この「知・情・意」あるいは「知に働く」「情に棹さす」「意地を通す」の3つは、社会の中で人が行動を選択するときの判断基準、倫理の3要素と言って良いのではないだろうか。
「知に働く」というのは、ある原則から論理的に判断をすることである。判断のもとになる原則には、宗教の教義や伝統的なしきたり、掟などがあるだろう。
法律というのは、改正されたり運用が変わったりするので原則としては不安定だ。また多くの法律は「これだけはやってはいけない」という最後の一線を示すものであり、良き行動の指針としては弱い。
法律が理念を示すこともあるが、そういう理念は簡単に無視される。最近の例だと、労働契約法の「5年ルール」は、非正規労働者を正規に、という理念は無視され、雇い止めが増えるという当然の結果を招いている。
宗教の教義だの伝統的なしきたりだのは、今の日本では流行らないが、たとえば人が死んだ時に葬式をしたり荼毘に付したりするのは、法律で決まっているからというだけが理由ではないだろう。そのほか、日常的な行動をよくよく振り返ってみれば、誰にでも無意識のうちに従っている「掟」が一つや二つはあるのではないだろうか。
「情に棹さす」というのは、他の人の感情に配慮すること。これは日本ではあまりに日常的なため、普段は気がつかないくらいだが、たとえば人の意見に対して「それは違う」と思った時に、相手や周囲の反応を考えずに、感情的にもならずに即座に「違う」と言える人がどれだけいるだろう。
「なるほど、そうですねえ。あー、でもー・・・」と長い時間を取ってから反対意見を言うか、大した問題でなければとりあえず同意しておくことが多いのではないだろうか。
もっとも、反射的、習慣的に他人の感情に配慮することが「おもてなし」にもつながっていると思うと、あまり悪くは言えない。

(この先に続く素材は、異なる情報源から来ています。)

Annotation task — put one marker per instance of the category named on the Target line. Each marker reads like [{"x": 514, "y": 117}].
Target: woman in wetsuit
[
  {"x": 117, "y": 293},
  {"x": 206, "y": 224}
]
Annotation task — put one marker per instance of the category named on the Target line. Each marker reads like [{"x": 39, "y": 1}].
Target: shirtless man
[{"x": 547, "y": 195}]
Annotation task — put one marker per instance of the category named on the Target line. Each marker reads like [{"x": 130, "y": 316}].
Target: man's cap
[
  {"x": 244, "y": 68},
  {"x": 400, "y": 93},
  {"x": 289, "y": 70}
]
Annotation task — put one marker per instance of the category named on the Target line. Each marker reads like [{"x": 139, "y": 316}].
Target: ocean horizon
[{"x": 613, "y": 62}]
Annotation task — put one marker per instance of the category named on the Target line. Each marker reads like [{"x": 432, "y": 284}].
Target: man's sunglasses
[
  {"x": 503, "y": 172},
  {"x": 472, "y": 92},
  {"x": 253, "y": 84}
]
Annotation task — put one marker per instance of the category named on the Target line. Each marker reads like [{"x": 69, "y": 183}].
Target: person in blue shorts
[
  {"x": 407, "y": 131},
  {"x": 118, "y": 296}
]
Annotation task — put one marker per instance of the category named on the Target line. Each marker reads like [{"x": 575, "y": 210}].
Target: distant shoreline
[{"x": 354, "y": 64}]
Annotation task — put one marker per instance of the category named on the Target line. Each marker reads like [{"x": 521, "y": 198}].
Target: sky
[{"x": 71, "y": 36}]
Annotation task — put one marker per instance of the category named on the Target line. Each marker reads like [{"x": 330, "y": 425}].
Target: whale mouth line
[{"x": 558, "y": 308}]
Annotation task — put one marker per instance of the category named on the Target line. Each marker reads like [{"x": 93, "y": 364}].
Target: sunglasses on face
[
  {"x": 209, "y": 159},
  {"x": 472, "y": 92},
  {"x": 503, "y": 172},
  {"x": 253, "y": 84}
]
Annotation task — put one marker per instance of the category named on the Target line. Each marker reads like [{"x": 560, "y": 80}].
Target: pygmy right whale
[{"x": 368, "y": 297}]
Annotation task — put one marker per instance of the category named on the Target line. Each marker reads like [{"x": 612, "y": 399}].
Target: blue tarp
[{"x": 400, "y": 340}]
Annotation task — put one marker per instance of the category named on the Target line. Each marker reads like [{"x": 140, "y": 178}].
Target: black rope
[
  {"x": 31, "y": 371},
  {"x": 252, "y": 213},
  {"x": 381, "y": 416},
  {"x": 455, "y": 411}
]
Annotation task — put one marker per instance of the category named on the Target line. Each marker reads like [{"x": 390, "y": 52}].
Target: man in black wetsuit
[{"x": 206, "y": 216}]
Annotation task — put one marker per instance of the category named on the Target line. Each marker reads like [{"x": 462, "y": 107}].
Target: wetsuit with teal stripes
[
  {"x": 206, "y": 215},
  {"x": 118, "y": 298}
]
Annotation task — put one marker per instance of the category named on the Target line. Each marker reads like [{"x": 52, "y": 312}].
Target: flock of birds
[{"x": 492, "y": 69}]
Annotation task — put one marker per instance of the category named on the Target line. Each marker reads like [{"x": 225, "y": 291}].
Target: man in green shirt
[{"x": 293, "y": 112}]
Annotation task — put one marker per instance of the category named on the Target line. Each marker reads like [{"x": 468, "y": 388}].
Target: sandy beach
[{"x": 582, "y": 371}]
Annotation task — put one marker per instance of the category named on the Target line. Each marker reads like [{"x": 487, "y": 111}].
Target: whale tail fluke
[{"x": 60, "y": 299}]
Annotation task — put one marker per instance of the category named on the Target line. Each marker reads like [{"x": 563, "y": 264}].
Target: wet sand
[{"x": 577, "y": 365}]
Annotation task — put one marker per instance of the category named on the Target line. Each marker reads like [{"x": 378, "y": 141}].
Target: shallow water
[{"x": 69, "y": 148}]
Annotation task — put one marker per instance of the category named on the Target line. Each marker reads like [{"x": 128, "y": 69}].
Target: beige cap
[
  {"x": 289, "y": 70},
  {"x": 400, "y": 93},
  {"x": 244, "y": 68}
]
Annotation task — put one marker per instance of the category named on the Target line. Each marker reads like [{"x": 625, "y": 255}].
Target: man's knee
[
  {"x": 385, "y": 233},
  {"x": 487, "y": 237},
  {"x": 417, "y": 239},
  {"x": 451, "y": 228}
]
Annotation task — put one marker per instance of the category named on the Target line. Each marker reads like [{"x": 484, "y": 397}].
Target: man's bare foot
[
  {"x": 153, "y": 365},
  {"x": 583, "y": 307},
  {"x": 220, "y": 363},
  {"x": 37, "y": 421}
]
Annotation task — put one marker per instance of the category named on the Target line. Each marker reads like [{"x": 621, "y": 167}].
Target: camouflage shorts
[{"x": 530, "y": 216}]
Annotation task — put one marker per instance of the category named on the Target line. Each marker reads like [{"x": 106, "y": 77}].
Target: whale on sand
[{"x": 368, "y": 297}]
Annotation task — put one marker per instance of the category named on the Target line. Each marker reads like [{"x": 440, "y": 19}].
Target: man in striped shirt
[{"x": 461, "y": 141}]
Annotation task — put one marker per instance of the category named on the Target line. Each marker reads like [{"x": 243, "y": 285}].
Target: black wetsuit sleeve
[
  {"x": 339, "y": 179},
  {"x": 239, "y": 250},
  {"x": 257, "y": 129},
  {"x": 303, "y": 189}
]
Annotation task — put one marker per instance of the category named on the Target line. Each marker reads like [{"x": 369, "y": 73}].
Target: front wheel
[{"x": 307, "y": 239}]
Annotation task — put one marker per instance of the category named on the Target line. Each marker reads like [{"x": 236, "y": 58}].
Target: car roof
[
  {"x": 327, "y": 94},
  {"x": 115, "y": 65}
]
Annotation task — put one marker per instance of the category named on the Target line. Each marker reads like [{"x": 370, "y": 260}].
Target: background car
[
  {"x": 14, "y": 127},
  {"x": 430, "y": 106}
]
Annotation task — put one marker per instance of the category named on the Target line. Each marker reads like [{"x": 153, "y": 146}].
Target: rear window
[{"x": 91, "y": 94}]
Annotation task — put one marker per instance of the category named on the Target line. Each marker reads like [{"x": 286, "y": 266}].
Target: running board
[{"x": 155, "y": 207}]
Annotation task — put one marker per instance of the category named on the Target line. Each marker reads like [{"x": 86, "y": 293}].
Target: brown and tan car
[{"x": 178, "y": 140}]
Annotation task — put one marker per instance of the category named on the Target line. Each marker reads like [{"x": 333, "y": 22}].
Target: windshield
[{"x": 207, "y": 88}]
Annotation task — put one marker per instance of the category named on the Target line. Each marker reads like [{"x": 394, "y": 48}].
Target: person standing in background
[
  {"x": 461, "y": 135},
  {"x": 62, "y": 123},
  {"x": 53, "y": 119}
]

「意地を通す」は、他人の意思に反して自分個人の意思を押し通すこと。誰からも反対されなければ「意地を通す」とは言わない。「意地を通す」ことが全くないと、個人の存在理由がなくなってしまうのだが、意地を通すことは日本人には比較的難しいことなのではないだろうか。「決まりだから」でも「皆さんのために」でもなく、自分の意思を通すのは、少なくとも私には簡単ではない。ルース・ベネティクトは、日本人のうち最大の自由を有するのは子供と老人だ、という意味のことを書いていたが、今の日本で気軽に意地を通せるのは、子供だけではないだろうか。
これら3つの相反する基準、相反する力がぶつかり合うおかげで、バランスのとれた行動選択ができるのではないだろうか。どれか一つが強くなってバランスが崩れると、「この世は生きにく」くなってしまうのではないか。
もともとストレートに意地を通すのが苦手な日本人は、場合によって知に働いたり情に棹差したりしながら、なんとかバランスをとって意地を通してきたのではないだろうか。ちょうど2つの大国の間で立ち回る小国の外交のように。
などと考えていたら、なんだかこれは、フロイトのいう「3人の暴君」によく似た話だなあと気がついた。「知に働く」「情に棹さす」「意地を通す」は、それぞれ超自我、外的現実、エスに従うことではないか。
フロイトがロンドンに渡ったのは1938年で、漱石はもう帰国していた(というか、とっくに死んでいた)のだが、実は二人はヨーロッパのどこかで出会っていた、なんて小説を誰か書かないかな。